Logan had just two sacks and 5.5 tackles for loss last season on college football’s pro-bowl team of underachieving individuals. Sam Montgomery has the look of a 1st round pick physically, but didn’t work hard and didn’t produce. Barkevious Mingo can dart, but he struggled to dart into quarterbacks. When I watch Kevin Minter I see more mistakes than great plays. Lavar Edwards has intriguing measurables, but never really made his mark on that defense as a rotational player. Bennie Logan looks like a future NFL player, maybe a good one, but he didn’t produce.
The only big positive for Logan in terms of production are his tackle numbers. Playing next to Michael Brockers in 2011, Logan managed 57 tackles, a very high number for his position. He added 45 more last season. Tackles are a tricky stat, but having watched Logan, I interpret these numbers as a way of showing how good Logan is at remaining involved in plays and also how well he defends gaps. Logan only had five sacks the past two seasons, although consider that Brockers had just two sacks in his last two years. Brockers then posted a very respectable four sacks as a rookie in St. Louis.
A couple problems for Logan: He has good arm length with his 34″ arms but doesn’t really use them, typically going chest to chest with blockers much like Shariff Floyd does. As a result, Logan really struggles to break into the backfield. Rather than attempt to shed blocks, Logan tries to use leverage and a quick first step to power through blockers. If all you want is a guy that can push the pocket but not much else in the pass rush, Logan could be worth it- but he’s a long ways from being a star pass rusher. His other problem is that like Brandon Williams he is surprisingly weak against the run despite his size and strength. He typically gets blown back by double teams and rarely dominates against single run blocks. His habit of dropping his head for leverage can sometimes cause him to blow gap responsibility too.
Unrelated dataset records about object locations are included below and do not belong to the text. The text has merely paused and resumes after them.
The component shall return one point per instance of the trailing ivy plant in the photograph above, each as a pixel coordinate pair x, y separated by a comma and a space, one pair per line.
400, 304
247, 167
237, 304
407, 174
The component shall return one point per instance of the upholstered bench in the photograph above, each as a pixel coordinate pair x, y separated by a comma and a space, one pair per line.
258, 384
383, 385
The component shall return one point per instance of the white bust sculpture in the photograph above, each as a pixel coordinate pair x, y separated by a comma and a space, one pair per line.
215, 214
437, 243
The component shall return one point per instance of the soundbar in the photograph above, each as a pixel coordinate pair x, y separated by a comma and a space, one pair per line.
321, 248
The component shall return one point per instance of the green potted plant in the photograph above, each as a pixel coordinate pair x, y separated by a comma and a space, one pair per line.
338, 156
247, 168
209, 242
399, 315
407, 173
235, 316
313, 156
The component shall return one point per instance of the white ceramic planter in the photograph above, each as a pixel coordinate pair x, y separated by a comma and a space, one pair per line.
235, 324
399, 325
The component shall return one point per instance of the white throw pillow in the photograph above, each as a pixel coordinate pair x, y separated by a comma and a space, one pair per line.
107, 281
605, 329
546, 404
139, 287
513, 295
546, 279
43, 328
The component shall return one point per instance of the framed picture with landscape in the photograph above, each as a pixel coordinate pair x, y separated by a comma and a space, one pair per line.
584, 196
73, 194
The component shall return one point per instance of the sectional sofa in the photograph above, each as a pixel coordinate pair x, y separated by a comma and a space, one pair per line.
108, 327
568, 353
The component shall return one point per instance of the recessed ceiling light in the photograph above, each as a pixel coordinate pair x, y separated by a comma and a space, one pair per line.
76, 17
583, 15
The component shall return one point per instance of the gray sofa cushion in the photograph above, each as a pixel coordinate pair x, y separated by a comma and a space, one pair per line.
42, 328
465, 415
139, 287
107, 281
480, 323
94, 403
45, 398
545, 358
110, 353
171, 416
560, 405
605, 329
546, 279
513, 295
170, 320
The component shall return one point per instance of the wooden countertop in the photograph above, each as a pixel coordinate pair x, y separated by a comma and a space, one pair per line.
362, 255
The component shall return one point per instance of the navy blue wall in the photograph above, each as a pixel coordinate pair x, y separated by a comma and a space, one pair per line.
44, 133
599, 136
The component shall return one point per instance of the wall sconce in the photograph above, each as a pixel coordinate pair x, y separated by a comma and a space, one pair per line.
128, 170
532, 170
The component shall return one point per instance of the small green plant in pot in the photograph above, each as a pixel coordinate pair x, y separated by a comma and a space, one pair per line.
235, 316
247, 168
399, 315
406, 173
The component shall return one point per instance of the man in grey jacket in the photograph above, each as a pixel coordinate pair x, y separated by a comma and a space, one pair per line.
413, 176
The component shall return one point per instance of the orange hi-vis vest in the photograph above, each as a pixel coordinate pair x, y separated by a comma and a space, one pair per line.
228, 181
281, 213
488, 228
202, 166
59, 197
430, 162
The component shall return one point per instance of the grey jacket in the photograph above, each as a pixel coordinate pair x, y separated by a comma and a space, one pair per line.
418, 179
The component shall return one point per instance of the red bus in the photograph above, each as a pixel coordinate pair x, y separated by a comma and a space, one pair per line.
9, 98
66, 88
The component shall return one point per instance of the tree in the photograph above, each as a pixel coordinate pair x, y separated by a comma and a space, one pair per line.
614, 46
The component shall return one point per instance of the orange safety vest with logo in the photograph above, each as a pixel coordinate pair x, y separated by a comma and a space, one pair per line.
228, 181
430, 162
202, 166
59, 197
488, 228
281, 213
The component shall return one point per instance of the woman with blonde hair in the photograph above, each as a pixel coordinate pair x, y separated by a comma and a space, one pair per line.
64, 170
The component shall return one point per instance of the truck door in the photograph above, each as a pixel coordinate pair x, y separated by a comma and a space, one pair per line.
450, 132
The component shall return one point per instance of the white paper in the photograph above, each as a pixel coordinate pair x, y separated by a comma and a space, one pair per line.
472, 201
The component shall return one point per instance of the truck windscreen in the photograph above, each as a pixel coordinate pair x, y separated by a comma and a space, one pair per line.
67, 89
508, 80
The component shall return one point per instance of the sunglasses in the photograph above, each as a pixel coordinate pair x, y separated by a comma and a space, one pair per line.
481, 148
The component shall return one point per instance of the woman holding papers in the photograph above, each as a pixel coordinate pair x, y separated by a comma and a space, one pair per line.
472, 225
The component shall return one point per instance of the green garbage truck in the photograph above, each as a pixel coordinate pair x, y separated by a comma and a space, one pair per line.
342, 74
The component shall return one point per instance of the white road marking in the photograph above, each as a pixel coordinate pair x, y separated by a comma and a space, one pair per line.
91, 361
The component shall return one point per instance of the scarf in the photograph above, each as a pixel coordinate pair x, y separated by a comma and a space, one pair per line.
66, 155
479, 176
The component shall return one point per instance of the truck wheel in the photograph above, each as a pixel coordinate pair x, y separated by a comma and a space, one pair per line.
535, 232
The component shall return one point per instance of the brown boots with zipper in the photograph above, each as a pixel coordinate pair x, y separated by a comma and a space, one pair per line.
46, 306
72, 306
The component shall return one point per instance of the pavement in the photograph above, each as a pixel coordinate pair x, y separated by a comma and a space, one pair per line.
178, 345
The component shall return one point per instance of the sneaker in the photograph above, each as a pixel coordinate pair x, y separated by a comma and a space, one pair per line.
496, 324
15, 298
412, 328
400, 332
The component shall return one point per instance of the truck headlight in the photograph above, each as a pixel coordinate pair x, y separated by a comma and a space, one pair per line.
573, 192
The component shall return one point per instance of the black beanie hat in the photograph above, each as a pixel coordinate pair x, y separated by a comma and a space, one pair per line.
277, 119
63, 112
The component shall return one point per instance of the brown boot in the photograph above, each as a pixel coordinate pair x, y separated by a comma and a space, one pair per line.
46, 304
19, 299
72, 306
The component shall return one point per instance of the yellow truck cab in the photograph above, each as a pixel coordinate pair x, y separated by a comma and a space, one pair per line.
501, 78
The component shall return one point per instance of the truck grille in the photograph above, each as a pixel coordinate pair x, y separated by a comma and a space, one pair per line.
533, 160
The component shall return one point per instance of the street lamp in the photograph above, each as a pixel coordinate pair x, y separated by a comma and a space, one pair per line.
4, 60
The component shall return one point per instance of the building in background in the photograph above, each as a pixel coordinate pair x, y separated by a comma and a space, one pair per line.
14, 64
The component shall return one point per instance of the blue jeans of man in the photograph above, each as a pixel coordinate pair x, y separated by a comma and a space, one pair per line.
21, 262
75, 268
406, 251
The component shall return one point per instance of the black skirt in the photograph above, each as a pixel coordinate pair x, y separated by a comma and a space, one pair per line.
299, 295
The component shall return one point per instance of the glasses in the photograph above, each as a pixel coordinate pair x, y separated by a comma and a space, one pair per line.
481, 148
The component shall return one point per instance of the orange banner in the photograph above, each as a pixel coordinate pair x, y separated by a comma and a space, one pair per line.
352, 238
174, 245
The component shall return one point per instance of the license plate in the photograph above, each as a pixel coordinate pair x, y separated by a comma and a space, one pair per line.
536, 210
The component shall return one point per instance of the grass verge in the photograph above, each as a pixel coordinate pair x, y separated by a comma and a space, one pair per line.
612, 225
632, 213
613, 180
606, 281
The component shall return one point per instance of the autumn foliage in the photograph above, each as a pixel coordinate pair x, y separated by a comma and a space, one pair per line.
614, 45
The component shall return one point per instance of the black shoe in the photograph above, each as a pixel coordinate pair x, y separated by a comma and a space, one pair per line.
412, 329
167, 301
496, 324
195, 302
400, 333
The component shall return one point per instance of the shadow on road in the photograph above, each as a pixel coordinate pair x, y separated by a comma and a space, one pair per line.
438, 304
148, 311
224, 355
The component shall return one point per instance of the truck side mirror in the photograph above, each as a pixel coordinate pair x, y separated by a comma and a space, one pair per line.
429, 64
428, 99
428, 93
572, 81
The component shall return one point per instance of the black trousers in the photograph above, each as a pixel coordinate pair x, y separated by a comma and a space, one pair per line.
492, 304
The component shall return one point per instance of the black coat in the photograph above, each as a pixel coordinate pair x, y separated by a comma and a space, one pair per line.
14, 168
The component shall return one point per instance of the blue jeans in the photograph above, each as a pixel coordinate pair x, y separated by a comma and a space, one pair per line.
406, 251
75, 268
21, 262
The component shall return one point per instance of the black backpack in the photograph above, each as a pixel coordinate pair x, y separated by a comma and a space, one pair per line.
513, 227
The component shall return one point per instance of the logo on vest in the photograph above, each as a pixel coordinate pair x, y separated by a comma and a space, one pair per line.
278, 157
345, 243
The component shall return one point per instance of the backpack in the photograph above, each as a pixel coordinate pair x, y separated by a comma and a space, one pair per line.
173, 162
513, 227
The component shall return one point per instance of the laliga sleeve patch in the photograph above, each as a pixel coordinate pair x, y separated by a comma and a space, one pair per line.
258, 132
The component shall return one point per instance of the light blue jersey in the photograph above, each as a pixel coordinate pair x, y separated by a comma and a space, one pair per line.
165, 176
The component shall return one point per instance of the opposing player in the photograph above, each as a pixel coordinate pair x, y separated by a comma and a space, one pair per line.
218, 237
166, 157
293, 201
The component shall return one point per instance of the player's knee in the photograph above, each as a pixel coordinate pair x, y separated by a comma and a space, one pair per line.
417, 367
He has the talent to be very good against the run, but it will require some coaching up.
Logan has all the tools to be a successful all-around 3-tech in the NFL which is exactly what Seattle needs the most right now. He was awarded the number 18 jersey last season as recognition for being the hardest working member of the team, an LSU tradition that dates back to 2003. Logan hustles to the ball and plays smart- taking good angles and knowing when to reach up for batted passes. It’s hard to bet against a guy who pairs excellent tools with a great work ethic- even if his tape hardly flatters. He’s got his issues and truth be told, there are a lot of tackles I’d take over him. But like Wagner last year, something tells me that Seattle will like Bennie Logan a lot more than I do. Call it a hunch.